The width of conjunctival membrane excision is 5-10 mm. Histopathological examination indicates that excision with a width greater than 5 mm can avoid residual pathological tissue and prevent recurrence.

The excision of conjunctival membrane and subconjunctival diseased tissue (including the bulbar fascia and episcleral tissue) is more thorough and reliable. The application of cryotherapy or cauterization to the ulcer area is more beneficial for clearing the lesion, destroying neovascularization, promoting ulcer healing, and preventing recurrence.

(4) Lamellar keratectomy The purpose of lamellar keratectomy is to completely remove the diseased tissue. It is suitable for ulcers with a relatively localized range and is not limited by corneal transplant materials, making it more convenient and feasible. However, for cases where the ulcer has eroded deeply, caution should be exercised to avoid corneal perforation due to lamellar excision.

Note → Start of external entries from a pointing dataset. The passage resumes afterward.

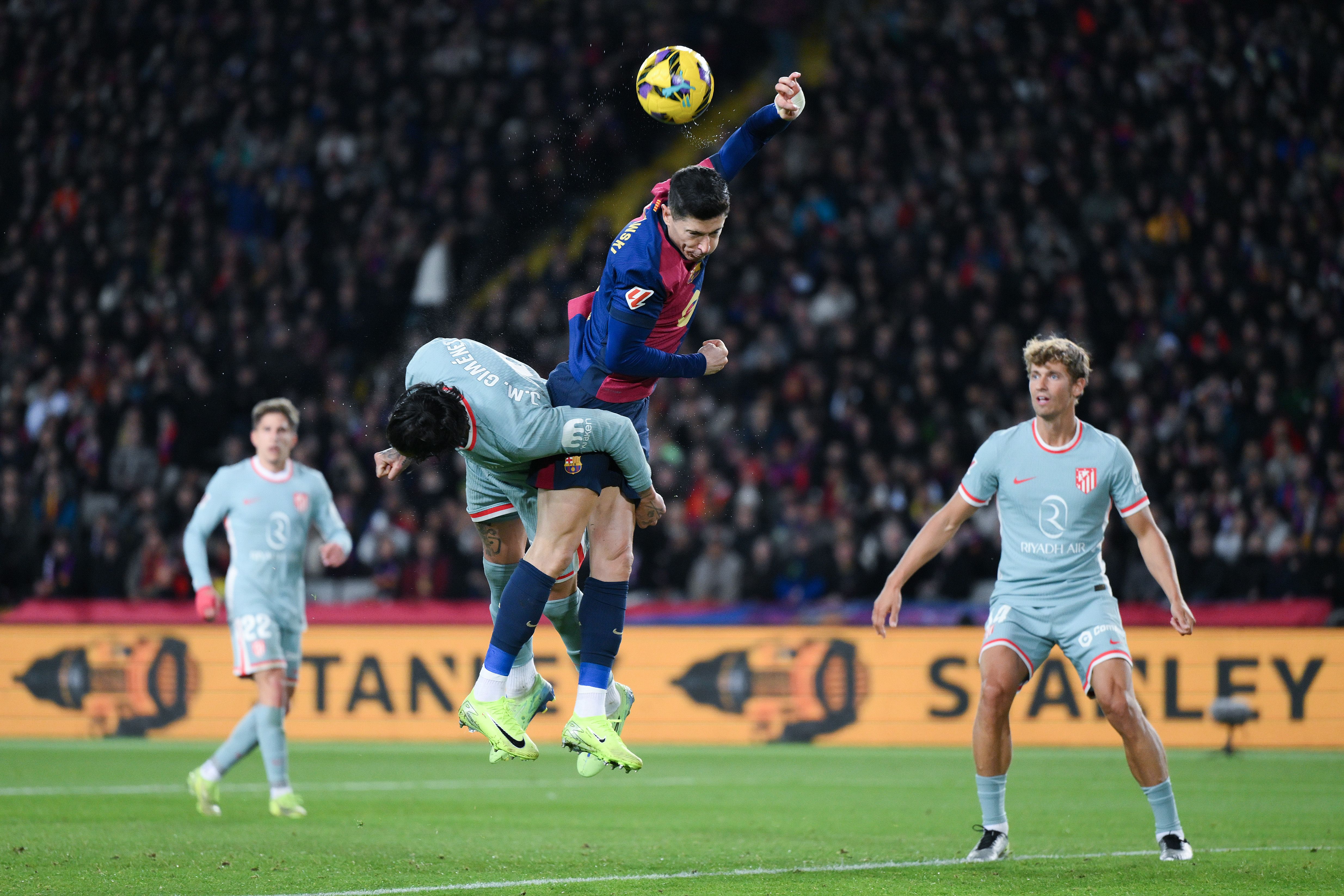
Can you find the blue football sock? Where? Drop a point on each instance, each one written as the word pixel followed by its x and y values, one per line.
pixel 991 792
pixel 565 616
pixel 241 742
pixel 271 734
pixel 1163 801
pixel 498 577
pixel 603 621
pixel 521 609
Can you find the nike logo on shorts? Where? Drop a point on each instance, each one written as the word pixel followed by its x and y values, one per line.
pixel 509 737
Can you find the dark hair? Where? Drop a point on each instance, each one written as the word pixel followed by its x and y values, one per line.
pixel 698 193
pixel 428 420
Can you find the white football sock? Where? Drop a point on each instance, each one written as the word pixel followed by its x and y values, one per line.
pixel 490 686
pixel 592 702
pixel 521 680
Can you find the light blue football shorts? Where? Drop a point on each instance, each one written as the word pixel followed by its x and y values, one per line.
pixel 493 498
pixel 1085 625
pixel 261 643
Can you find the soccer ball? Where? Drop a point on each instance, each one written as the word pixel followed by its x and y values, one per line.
pixel 675 85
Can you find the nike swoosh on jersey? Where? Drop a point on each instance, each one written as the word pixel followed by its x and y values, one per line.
pixel 509 737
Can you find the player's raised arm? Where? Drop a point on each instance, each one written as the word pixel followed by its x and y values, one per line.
pixel 210 511
pixel 932 539
pixel 757 131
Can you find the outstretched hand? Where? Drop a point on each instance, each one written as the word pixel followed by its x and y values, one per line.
pixel 389 464
pixel 651 510
pixel 789 98
pixel 1182 618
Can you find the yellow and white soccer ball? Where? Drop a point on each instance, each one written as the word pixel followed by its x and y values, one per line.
pixel 675 85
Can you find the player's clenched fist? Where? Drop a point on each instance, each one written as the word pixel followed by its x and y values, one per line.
pixel 389 463
pixel 208 604
pixel 651 510
pixel 716 355
pixel 789 98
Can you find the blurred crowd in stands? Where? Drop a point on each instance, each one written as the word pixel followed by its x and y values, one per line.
pixel 206 210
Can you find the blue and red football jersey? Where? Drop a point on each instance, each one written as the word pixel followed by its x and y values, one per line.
pixel 648 287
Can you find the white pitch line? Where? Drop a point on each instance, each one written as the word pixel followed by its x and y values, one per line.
pixel 748 872
pixel 342 786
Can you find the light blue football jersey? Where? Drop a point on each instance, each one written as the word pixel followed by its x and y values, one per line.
pixel 511 418
pixel 1053 506
pixel 267 518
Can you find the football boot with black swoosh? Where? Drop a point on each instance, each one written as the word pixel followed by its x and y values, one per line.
pixel 499 725
pixel 595 735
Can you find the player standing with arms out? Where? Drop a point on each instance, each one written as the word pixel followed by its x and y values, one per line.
pixel 267 504
pixel 498 414
pixel 1057 480
pixel 624 336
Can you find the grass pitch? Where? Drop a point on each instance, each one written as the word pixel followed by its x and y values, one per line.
pixel 108 817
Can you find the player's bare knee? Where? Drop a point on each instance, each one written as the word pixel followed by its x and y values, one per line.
pixel 998 695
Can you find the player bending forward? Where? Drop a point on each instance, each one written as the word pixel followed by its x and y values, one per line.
pixel 267 504
pixel 552 465
pixel 1057 479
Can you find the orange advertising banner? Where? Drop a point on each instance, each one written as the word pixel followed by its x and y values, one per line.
pixel 718 686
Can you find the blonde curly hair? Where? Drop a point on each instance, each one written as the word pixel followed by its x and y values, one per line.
pixel 1042 350
pixel 276 406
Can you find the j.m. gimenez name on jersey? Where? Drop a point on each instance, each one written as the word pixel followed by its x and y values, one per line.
pixel 511 418
pixel 267 518
pixel 1053 506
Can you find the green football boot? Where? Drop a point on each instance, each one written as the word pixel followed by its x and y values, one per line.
pixel 288 806
pixel 496 722
pixel 589 765
pixel 205 792
pixel 596 735
pixel 526 709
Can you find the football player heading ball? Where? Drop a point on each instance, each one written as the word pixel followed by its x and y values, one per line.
pixel 626 336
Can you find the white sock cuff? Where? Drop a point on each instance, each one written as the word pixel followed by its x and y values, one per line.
pixel 521 679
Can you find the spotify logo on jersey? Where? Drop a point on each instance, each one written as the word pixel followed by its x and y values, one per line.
pixel 1053 516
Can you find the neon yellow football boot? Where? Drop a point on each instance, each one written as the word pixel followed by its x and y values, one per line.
pixel 589 765
pixel 499 725
pixel 596 735
pixel 288 806
pixel 526 709
pixel 205 792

(5) Cauterization and excision The basic principle of cauterization and excision originates from traditional Chinese medicine's hook-cutting and fire cauterization, combined with modern conjunctival excision and debridement. According to Cai Songnian's report, the efficacy of this method in treating Mooren's corneal ulcer can reach 84%.

Surgical treatment for Mooren's corneal ulcer has fundamentally shifted the passive situation of drug therapy. Since the 1960s, there have been numerous reports in the literature. The Ophthalmology Department of Zhongshan Medical College performed lamellar keratoplasty for Mooren's corneal ulcer, achieving a cure rate as high as 89.1%. In recent years, the combined application of conjunctival excision, cauterization, and cryotherapy, supplemented with immunosuppressants and collagenase inhibitors, has significantly enhanced the therapeutic effect on Mooren's corneal ulcer.